Ms. Bossert is on the faculty of Wellesley College, the Longy School of Music, and in the summer months, The Quartet Program and LyricaFest. Her students have positions in many wide ranging institutions such as the Boston, San Francisco, Portland, and New Haven Symphonies, Handel and Haydn Society, Royal Philharmonic, BBC Radio Orchestra, Helsinki and Santiago Philharmonics, The Hausmann String Quartet, A Far Cry, Community Music Works, The Quartet Program, Wellesley College and the Longy School of Music. They have been awarded top prizes in international and national competitions such as Young Concert Artists, Fischoff, Spohr, the Miami String Quartet Competition and the Music Teacher’s National Association (MTNA).
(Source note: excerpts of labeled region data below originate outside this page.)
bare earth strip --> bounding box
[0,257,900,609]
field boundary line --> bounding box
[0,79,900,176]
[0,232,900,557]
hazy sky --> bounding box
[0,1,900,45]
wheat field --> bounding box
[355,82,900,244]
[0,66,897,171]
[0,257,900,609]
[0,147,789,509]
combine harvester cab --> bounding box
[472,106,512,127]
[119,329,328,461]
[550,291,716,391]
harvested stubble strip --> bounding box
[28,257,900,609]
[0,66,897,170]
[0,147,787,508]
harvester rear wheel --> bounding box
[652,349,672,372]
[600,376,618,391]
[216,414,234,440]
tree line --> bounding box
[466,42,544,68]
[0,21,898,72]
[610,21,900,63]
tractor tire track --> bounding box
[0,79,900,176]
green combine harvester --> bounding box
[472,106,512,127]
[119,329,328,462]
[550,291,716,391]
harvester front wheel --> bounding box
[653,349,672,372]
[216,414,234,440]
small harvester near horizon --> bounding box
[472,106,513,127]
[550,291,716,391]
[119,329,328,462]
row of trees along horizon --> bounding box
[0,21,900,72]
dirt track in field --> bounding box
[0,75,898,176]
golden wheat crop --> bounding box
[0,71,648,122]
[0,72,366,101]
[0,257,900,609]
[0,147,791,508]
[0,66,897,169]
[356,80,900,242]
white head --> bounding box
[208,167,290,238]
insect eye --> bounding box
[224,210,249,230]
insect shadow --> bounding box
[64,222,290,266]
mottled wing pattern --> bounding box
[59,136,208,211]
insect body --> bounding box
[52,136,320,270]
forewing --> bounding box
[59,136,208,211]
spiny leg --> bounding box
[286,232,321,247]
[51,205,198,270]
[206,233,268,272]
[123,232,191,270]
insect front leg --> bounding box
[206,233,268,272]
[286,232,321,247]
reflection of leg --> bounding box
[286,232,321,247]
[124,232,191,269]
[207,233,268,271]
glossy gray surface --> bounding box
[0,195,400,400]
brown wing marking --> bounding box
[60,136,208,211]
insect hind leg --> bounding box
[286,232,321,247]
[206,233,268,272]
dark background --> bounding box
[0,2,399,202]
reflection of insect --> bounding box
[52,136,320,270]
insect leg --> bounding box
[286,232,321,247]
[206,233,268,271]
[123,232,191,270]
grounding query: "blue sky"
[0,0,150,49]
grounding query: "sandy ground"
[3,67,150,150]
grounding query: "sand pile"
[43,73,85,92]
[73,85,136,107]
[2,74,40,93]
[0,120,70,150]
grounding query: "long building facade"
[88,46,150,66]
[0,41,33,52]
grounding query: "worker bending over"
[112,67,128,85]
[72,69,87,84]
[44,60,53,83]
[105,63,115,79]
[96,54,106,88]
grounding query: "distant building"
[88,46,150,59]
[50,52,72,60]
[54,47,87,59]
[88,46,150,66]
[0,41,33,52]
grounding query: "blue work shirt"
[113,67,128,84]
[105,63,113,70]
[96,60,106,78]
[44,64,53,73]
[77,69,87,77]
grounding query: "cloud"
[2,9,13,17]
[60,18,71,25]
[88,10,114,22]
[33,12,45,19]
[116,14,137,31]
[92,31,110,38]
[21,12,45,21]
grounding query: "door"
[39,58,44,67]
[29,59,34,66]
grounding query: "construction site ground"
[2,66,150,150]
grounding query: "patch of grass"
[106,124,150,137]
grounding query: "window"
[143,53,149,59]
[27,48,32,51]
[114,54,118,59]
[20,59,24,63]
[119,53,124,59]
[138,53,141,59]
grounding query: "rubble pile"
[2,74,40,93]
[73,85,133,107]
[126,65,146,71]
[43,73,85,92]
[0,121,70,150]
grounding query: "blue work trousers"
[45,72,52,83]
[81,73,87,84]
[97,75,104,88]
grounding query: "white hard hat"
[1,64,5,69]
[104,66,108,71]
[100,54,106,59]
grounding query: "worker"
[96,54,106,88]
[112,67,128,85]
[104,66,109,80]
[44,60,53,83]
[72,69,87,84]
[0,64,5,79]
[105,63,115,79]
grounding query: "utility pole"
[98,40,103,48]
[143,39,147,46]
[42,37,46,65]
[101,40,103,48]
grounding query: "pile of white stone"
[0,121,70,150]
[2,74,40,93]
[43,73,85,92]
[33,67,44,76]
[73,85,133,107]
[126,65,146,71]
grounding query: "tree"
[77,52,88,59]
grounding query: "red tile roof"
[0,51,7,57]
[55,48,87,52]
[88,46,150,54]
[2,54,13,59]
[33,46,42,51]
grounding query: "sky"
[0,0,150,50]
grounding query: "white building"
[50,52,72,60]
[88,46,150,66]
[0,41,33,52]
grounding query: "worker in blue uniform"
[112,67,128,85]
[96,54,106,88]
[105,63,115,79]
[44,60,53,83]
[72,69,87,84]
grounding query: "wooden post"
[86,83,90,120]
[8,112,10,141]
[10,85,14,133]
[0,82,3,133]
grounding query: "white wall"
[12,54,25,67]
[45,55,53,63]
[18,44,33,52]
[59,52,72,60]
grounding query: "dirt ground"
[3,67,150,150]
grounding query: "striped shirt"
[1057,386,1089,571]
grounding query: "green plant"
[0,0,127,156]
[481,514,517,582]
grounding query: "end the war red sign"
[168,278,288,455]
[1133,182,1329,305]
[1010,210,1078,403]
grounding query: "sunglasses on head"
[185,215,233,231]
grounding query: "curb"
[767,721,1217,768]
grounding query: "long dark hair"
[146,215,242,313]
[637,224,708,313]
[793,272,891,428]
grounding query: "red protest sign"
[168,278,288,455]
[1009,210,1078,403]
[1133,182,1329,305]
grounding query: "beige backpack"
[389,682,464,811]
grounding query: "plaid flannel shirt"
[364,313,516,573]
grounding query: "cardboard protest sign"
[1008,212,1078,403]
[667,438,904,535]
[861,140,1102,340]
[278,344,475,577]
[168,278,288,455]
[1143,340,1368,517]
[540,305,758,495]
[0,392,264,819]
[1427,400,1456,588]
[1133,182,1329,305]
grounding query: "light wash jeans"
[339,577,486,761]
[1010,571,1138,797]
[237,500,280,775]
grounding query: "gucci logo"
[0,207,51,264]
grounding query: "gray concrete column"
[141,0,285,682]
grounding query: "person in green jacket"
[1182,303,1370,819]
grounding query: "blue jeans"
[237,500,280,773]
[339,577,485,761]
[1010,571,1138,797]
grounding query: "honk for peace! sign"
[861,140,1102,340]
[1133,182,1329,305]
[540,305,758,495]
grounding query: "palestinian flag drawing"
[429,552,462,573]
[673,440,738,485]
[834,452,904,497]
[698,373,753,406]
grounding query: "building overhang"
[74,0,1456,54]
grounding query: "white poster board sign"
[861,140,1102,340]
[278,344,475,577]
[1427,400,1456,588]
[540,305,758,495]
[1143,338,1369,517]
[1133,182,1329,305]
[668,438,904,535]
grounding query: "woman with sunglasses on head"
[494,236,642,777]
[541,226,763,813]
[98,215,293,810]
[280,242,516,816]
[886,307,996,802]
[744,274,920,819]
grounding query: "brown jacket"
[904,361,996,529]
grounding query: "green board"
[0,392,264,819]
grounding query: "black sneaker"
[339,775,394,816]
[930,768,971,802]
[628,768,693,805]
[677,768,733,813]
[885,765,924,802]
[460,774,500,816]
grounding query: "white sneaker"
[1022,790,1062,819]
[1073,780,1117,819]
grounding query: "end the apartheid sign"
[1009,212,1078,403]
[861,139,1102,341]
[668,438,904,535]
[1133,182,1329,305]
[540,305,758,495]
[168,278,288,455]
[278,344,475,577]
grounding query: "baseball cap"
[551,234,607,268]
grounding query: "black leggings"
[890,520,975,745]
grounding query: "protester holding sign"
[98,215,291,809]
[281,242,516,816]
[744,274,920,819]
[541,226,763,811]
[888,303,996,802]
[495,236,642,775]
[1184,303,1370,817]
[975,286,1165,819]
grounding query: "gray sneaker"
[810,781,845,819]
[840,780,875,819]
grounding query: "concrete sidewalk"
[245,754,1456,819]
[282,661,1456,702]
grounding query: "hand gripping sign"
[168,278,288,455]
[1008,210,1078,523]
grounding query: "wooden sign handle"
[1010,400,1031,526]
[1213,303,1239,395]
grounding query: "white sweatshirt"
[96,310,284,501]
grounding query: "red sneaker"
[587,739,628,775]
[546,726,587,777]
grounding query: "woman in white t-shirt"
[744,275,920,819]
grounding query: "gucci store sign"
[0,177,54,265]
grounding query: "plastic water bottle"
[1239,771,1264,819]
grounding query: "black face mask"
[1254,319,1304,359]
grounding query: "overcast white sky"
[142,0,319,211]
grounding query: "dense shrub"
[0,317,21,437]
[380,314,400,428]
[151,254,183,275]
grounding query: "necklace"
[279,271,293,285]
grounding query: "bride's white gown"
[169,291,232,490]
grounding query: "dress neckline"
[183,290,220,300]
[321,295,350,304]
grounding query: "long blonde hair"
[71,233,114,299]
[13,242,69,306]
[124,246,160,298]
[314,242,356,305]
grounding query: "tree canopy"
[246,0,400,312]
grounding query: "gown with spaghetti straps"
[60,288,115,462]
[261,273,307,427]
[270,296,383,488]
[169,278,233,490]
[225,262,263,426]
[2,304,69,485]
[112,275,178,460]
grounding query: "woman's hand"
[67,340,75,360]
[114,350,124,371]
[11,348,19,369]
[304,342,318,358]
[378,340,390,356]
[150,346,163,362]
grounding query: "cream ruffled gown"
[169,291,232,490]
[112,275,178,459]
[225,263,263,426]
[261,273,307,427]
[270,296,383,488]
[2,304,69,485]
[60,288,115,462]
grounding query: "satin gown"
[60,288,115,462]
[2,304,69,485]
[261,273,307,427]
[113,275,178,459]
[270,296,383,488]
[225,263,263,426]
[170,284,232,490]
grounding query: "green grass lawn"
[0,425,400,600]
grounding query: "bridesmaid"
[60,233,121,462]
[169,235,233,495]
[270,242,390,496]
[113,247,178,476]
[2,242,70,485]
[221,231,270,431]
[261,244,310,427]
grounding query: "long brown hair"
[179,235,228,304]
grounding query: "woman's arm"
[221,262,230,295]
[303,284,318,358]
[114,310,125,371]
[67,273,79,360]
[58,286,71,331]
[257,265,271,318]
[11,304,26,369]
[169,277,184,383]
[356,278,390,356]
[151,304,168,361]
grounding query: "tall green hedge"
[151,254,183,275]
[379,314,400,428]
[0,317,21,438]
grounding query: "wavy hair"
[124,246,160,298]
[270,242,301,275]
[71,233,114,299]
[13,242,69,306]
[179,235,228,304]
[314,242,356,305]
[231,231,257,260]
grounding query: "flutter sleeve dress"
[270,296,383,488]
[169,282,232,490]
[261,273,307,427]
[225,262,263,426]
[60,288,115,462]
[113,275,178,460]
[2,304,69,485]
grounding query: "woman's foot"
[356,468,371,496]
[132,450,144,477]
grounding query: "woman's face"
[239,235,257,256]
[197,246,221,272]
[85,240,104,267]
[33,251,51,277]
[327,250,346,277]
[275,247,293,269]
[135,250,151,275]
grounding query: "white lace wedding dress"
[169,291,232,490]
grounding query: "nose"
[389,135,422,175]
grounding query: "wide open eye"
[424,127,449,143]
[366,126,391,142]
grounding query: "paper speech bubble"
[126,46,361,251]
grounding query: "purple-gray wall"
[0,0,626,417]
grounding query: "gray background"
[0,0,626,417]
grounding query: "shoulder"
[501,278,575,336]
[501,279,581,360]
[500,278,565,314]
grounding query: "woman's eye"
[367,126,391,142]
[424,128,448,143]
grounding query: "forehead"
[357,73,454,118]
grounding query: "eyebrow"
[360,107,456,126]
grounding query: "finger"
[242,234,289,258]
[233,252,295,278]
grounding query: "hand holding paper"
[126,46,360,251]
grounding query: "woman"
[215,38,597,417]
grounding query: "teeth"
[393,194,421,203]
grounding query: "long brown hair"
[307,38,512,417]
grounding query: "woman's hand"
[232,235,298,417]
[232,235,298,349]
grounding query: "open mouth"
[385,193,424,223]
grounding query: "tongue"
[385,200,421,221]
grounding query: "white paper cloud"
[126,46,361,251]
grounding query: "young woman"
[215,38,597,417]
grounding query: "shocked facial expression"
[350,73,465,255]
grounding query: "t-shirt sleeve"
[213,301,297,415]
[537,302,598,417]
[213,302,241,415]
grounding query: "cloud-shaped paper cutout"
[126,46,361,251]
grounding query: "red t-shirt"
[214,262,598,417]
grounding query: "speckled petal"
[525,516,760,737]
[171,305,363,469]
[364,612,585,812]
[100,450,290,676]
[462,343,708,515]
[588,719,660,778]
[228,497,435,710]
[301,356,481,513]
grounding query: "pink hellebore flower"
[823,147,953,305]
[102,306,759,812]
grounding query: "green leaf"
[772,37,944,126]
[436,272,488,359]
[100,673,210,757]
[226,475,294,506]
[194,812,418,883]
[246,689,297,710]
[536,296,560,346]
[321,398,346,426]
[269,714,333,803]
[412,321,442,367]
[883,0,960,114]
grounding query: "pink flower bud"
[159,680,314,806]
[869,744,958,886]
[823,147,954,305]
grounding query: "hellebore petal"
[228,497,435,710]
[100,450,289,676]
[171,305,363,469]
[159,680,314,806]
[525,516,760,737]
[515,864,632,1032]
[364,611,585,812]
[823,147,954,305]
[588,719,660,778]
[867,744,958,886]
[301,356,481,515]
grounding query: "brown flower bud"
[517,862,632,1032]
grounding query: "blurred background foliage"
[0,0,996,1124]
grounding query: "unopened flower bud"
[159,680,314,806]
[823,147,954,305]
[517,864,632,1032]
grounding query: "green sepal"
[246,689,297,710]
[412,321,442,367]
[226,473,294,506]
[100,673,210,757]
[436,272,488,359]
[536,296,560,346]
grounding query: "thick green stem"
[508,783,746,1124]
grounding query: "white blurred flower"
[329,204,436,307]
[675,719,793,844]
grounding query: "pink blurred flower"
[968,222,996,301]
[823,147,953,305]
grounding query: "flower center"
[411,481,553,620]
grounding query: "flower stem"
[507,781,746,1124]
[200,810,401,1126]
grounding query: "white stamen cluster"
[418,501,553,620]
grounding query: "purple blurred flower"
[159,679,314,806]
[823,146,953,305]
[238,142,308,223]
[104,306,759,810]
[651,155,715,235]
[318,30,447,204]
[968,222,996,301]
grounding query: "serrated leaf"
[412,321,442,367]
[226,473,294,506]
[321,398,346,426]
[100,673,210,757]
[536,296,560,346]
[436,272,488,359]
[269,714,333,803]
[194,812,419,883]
Ms. Bossert has appeared in collaboration with Elmar Oliveira, Joseph Silverstein, Paul Neubauer, Kim Kashkashian, David Jolley, Joseph Robinson and with ensembles such as the Muir and Lark String Quartets, Amelia, Raphael and Mirecourt Piano Trios. She has toured as a jazz violinist with David Amram and Chuck Mangione, and is a frequent guest artist, with The Cello Chix.

Upcoming season highlights, include chamber music and solo collaborations with Tchaikovsky Gold Medalist, cellist Sergey Antonov, chamber music collaborations with violist, Roger Tapping and the Lark and Hausmann String Quartets, a teaching residency at the Eastman School of Music, and a series of master classes at Kent State University.